A Justiça suspendeu a decisão do Tribunal Arbitral da FGV que devolvia os direitos políticos à Eagle Bidco/Ares. Com isso, a SAF Botafogo mantém o único poder de voto na Assembleia Extraordinária marcada para quinta-feira, 14, em meio a controvérsias sobre o controle acionário.
A 2ª Vara Empresarial da Capital do TJ-RJ derrubou a determinação da arbitragem da FGV. A SAF alegou que a Eagle, controlada pela Ares e sob administração judicial da Cork Gully GLP, buscava privilegiar o Lyon a custo do Botafogo, atendendo aos interesses da Ares.

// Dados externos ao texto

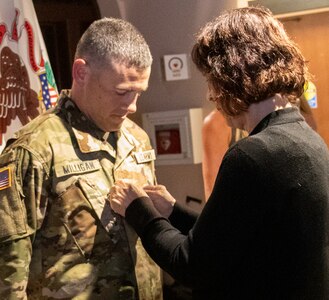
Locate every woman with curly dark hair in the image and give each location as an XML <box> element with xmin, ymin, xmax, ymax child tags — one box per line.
<box><xmin>109</xmin><ymin>6</ymin><xmax>329</xmax><ymax>299</ymax></box>
<box><xmin>191</xmin><ymin>6</ymin><xmax>308</xmax><ymax>117</ymax></box>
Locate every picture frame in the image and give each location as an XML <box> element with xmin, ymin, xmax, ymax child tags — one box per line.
<box><xmin>142</xmin><ymin>108</ymin><xmax>203</xmax><ymax>165</ymax></box>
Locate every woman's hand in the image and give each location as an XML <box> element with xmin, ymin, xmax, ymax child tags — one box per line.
<box><xmin>143</xmin><ymin>185</ymin><xmax>176</xmax><ymax>218</ymax></box>
<box><xmin>109</xmin><ymin>180</ymin><xmax>148</xmax><ymax>216</ymax></box>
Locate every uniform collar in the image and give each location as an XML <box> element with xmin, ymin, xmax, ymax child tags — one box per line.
<box><xmin>57</xmin><ymin>90</ymin><xmax>135</xmax><ymax>163</ymax></box>
<box><xmin>57</xmin><ymin>90</ymin><xmax>105</xmax><ymax>141</ymax></box>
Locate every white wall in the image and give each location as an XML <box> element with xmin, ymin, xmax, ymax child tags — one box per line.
<box><xmin>97</xmin><ymin>0</ymin><xmax>243</xmax><ymax>209</ymax></box>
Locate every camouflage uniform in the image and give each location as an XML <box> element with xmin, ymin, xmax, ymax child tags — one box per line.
<box><xmin>0</xmin><ymin>90</ymin><xmax>162</xmax><ymax>300</ymax></box>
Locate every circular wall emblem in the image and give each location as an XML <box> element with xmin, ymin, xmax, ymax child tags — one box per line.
<box><xmin>168</xmin><ymin>57</ymin><xmax>183</xmax><ymax>71</ymax></box>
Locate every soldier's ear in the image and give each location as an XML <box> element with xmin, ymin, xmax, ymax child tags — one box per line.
<box><xmin>72</xmin><ymin>59</ymin><xmax>88</xmax><ymax>85</ymax></box>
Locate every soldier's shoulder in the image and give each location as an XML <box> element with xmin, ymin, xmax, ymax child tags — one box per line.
<box><xmin>16</xmin><ymin>109</ymin><xmax>65</xmax><ymax>138</ymax></box>
<box><xmin>6</xmin><ymin>109</ymin><xmax>69</xmax><ymax>154</ymax></box>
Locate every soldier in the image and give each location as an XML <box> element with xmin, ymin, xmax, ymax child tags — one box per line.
<box><xmin>0</xmin><ymin>18</ymin><xmax>162</xmax><ymax>299</ymax></box>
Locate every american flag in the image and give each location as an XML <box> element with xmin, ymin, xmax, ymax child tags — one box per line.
<box><xmin>0</xmin><ymin>0</ymin><xmax>58</xmax><ymax>153</ymax></box>
<box><xmin>0</xmin><ymin>167</ymin><xmax>11</xmax><ymax>190</ymax></box>
<box><xmin>39</xmin><ymin>72</ymin><xmax>57</xmax><ymax>109</ymax></box>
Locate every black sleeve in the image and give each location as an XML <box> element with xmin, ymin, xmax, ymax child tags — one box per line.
<box><xmin>168</xmin><ymin>202</ymin><xmax>199</xmax><ymax>235</ymax></box>
<box><xmin>126</xmin><ymin>144</ymin><xmax>263</xmax><ymax>287</ymax></box>
<box><xmin>126</xmin><ymin>197</ymin><xmax>194</xmax><ymax>285</ymax></box>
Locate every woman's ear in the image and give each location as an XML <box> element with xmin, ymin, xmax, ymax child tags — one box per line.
<box><xmin>72</xmin><ymin>58</ymin><xmax>88</xmax><ymax>85</ymax></box>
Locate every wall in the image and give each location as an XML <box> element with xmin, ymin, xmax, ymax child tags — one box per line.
<box><xmin>249</xmin><ymin>0</ymin><xmax>329</xmax><ymax>16</ymax></box>
<box><xmin>281</xmin><ymin>11</ymin><xmax>329</xmax><ymax>147</ymax></box>
<box><xmin>97</xmin><ymin>0</ymin><xmax>244</xmax><ymax>210</ymax></box>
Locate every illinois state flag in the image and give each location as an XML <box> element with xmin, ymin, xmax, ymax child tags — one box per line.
<box><xmin>0</xmin><ymin>0</ymin><xmax>58</xmax><ymax>152</ymax></box>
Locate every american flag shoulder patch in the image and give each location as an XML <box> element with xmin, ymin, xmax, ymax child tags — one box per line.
<box><xmin>0</xmin><ymin>166</ymin><xmax>11</xmax><ymax>190</ymax></box>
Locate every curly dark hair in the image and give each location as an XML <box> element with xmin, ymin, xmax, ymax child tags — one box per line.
<box><xmin>191</xmin><ymin>6</ymin><xmax>309</xmax><ymax>116</ymax></box>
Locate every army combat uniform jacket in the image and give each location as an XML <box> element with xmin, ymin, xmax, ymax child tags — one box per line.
<box><xmin>0</xmin><ymin>90</ymin><xmax>162</xmax><ymax>300</ymax></box>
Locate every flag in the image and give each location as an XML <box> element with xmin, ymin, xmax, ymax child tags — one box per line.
<box><xmin>0</xmin><ymin>166</ymin><xmax>11</xmax><ymax>190</ymax></box>
<box><xmin>0</xmin><ymin>0</ymin><xmax>58</xmax><ymax>152</ymax></box>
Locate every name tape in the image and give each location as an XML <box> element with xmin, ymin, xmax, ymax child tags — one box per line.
<box><xmin>134</xmin><ymin>150</ymin><xmax>156</xmax><ymax>164</ymax></box>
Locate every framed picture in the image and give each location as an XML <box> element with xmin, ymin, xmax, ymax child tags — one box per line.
<box><xmin>155</xmin><ymin>125</ymin><xmax>182</xmax><ymax>155</ymax></box>
<box><xmin>142</xmin><ymin>108</ymin><xmax>203</xmax><ymax>165</ymax></box>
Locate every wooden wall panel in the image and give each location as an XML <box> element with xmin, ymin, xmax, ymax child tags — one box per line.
<box><xmin>281</xmin><ymin>12</ymin><xmax>329</xmax><ymax>146</ymax></box>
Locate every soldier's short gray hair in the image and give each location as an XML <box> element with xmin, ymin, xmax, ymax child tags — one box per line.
<box><xmin>75</xmin><ymin>17</ymin><xmax>152</xmax><ymax>70</ymax></box>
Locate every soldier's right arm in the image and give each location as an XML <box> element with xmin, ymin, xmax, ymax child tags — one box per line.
<box><xmin>0</xmin><ymin>146</ymin><xmax>50</xmax><ymax>299</ymax></box>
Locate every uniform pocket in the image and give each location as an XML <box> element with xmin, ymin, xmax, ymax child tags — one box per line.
<box><xmin>0</xmin><ymin>150</ymin><xmax>27</xmax><ymax>240</ymax></box>
<box><xmin>56</xmin><ymin>178</ymin><xmax>120</xmax><ymax>259</ymax></box>
<box><xmin>60</xmin><ymin>181</ymin><xmax>98</xmax><ymax>257</ymax></box>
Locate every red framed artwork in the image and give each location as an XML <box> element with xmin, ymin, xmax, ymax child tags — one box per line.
<box><xmin>142</xmin><ymin>109</ymin><xmax>203</xmax><ymax>165</ymax></box>
<box><xmin>155</xmin><ymin>126</ymin><xmax>182</xmax><ymax>155</ymax></box>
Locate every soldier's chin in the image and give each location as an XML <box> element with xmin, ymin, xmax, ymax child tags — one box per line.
<box><xmin>106</xmin><ymin>122</ymin><xmax>124</xmax><ymax>132</ymax></box>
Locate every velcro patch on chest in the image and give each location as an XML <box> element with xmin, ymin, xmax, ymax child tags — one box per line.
<box><xmin>133</xmin><ymin>149</ymin><xmax>156</xmax><ymax>164</ymax></box>
<box><xmin>55</xmin><ymin>160</ymin><xmax>101</xmax><ymax>177</ymax></box>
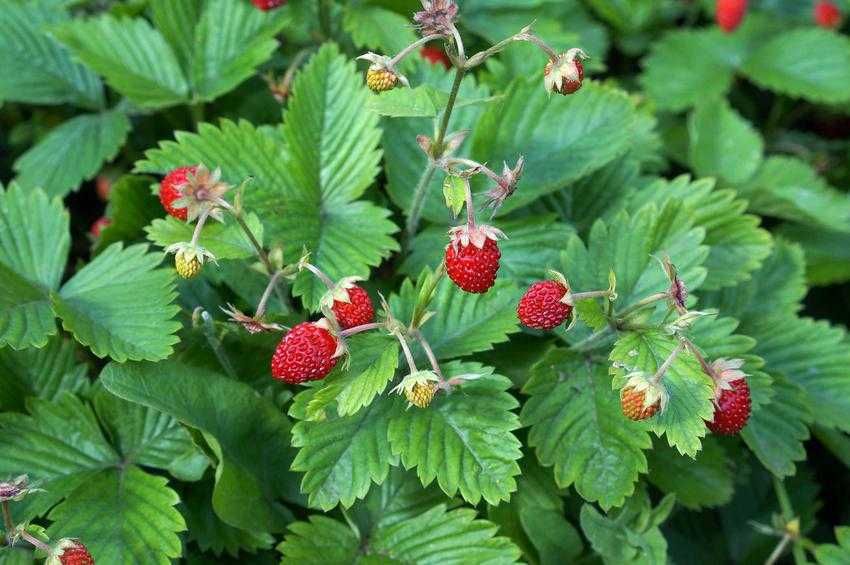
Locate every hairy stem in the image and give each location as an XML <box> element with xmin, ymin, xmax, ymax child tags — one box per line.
<box><xmin>19</xmin><ymin>530</ymin><xmax>51</xmax><ymax>553</ymax></box>
<box><xmin>681</xmin><ymin>337</ymin><xmax>714</xmax><ymax>378</ymax></box>
<box><xmin>341</xmin><ymin>322</ymin><xmax>383</xmax><ymax>338</ymax></box>
<box><xmin>617</xmin><ymin>292</ymin><xmax>669</xmax><ymax>320</ymax></box>
<box><xmin>773</xmin><ymin>479</ymin><xmax>806</xmax><ymax>565</ymax></box>
<box><xmin>2</xmin><ymin>501</ymin><xmax>12</xmax><ymax>545</ymax></box>
<box><xmin>300</xmin><ymin>262</ymin><xmax>336</xmax><ymax>291</ymax></box>
<box><xmin>444</xmin><ymin>158</ymin><xmax>503</xmax><ymax>184</ymax></box>
<box><xmin>570</xmin><ymin>289</ymin><xmax>613</xmax><ymax>302</ymax></box>
<box><xmin>412</xmin><ymin>329</ymin><xmax>443</xmax><ymax>379</ymax></box>
<box><xmin>200</xmin><ymin>310</ymin><xmax>238</xmax><ymax>380</ymax></box>
<box><xmin>395</xmin><ymin>332</ymin><xmax>418</xmax><ymax>374</ymax></box>
<box><xmin>255</xmin><ymin>270</ymin><xmax>284</xmax><ymax>318</ymax></box>
<box><xmin>651</xmin><ymin>341</ymin><xmax>684</xmax><ymax>385</ymax></box>
<box><xmin>189</xmin><ymin>209</ymin><xmax>210</xmax><ymax>247</ymax></box>
<box><xmin>389</xmin><ymin>34</ymin><xmax>443</xmax><ymax>67</ymax></box>
<box><xmin>463</xmin><ymin>177</ymin><xmax>476</xmax><ymax>230</ymax></box>
<box><xmin>765</xmin><ymin>535</ymin><xmax>792</xmax><ymax>565</ymax></box>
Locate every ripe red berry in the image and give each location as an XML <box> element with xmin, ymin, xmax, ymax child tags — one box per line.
<box><xmin>251</xmin><ymin>0</ymin><xmax>286</xmax><ymax>10</ymax></box>
<box><xmin>332</xmin><ymin>285</ymin><xmax>375</xmax><ymax>330</ymax></box>
<box><xmin>89</xmin><ymin>216</ymin><xmax>110</xmax><ymax>238</ymax></box>
<box><xmin>420</xmin><ymin>46</ymin><xmax>451</xmax><ymax>68</ymax></box>
<box><xmin>271</xmin><ymin>322</ymin><xmax>339</xmax><ymax>384</ymax></box>
<box><xmin>814</xmin><ymin>1</ymin><xmax>842</xmax><ymax>28</ymax></box>
<box><xmin>620</xmin><ymin>387</ymin><xmax>661</xmax><ymax>421</ymax></box>
<box><xmin>706</xmin><ymin>378</ymin><xmax>751</xmax><ymax>434</ymax></box>
<box><xmin>159</xmin><ymin>166</ymin><xmax>196</xmax><ymax>221</ymax></box>
<box><xmin>716</xmin><ymin>0</ymin><xmax>747</xmax><ymax>33</ymax></box>
<box><xmin>517</xmin><ymin>280</ymin><xmax>572</xmax><ymax>330</ymax></box>
<box><xmin>445</xmin><ymin>237</ymin><xmax>501</xmax><ymax>294</ymax></box>
<box><xmin>57</xmin><ymin>540</ymin><xmax>94</xmax><ymax>565</ymax></box>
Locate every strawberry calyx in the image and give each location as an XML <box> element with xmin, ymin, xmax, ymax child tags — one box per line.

O juiz Marcelo Mondego de Carvalho Lima avaliou indícios de parcialidade na decisão arbitral e suspeita de invasão à competência do Judiciário. A decisão mantém Durcesio Mello como diretor-executivo interino da SAF e preserva medidas cautelares da recuperação judicial.

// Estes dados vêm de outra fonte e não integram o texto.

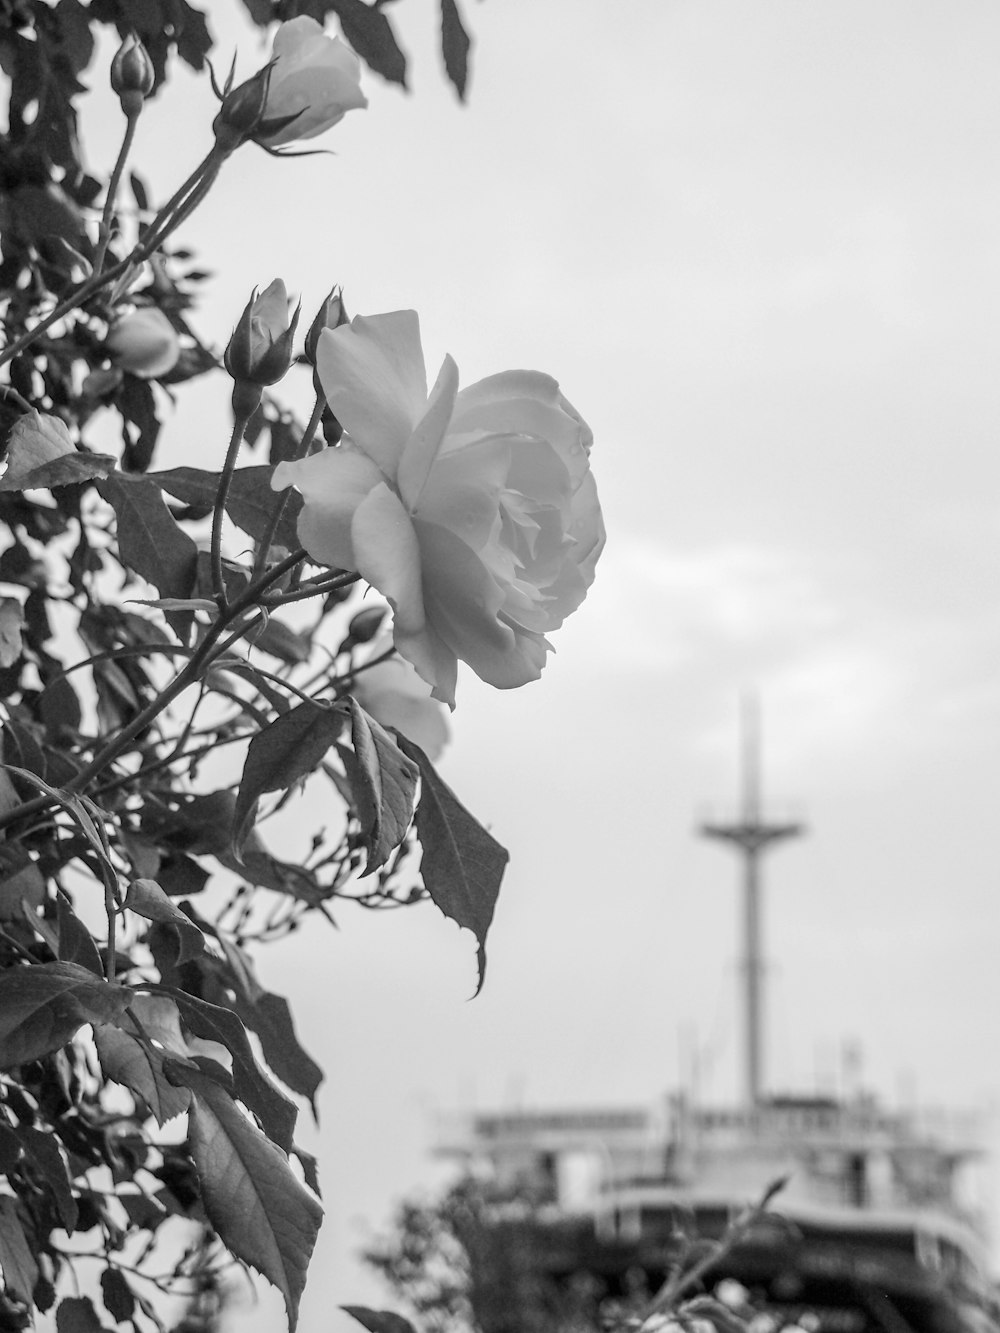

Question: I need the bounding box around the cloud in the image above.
[584,536,1000,781]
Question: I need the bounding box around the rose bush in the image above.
[272,310,605,706]
[258,16,368,148]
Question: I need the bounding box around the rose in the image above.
[271,310,605,706]
[104,307,180,380]
[259,18,367,146]
[213,17,367,152]
[353,637,450,761]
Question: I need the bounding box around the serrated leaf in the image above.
[331,0,408,86]
[440,0,471,100]
[171,992,298,1153]
[93,1022,192,1128]
[97,474,199,605]
[16,1125,78,1233]
[0,598,23,668]
[124,879,205,963]
[218,953,323,1113]
[2,409,114,493]
[341,1308,419,1333]
[396,737,508,995]
[0,451,116,492]
[344,697,418,874]
[0,962,131,1069]
[0,1195,37,1303]
[149,465,303,552]
[182,1068,322,1332]
[55,1295,104,1333]
[233,702,345,851]
[57,894,104,975]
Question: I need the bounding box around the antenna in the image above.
[699,694,804,1108]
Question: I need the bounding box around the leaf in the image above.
[57,894,104,975]
[215,946,323,1113]
[252,617,311,664]
[341,1309,420,1333]
[233,702,345,851]
[2,409,114,492]
[0,1195,38,1304]
[149,466,303,552]
[330,0,408,87]
[344,697,418,874]
[171,992,298,1153]
[440,0,471,100]
[97,474,199,605]
[0,452,116,492]
[0,961,131,1069]
[93,1020,192,1128]
[16,1125,78,1233]
[100,1268,135,1324]
[181,1067,322,1333]
[55,1296,105,1333]
[396,737,508,995]
[0,598,23,668]
[124,879,205,964]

Participação acionária e Assembleia
O clube associativo, detentor de 10% da SAF, continua como único voto no Conselho Diretor para a próxima Assembleia Extraordinária. A Eagle Bidco/Ares detém 90% e não participará do encontro.
Durcesio Mello permanece no cargo de CEO temporário. A reunião votará, entre outros pontos, a permanência ou não do ex-presidente do Botafogo na direção. A definição ocorre no contexto da recuperação judicial em andamento.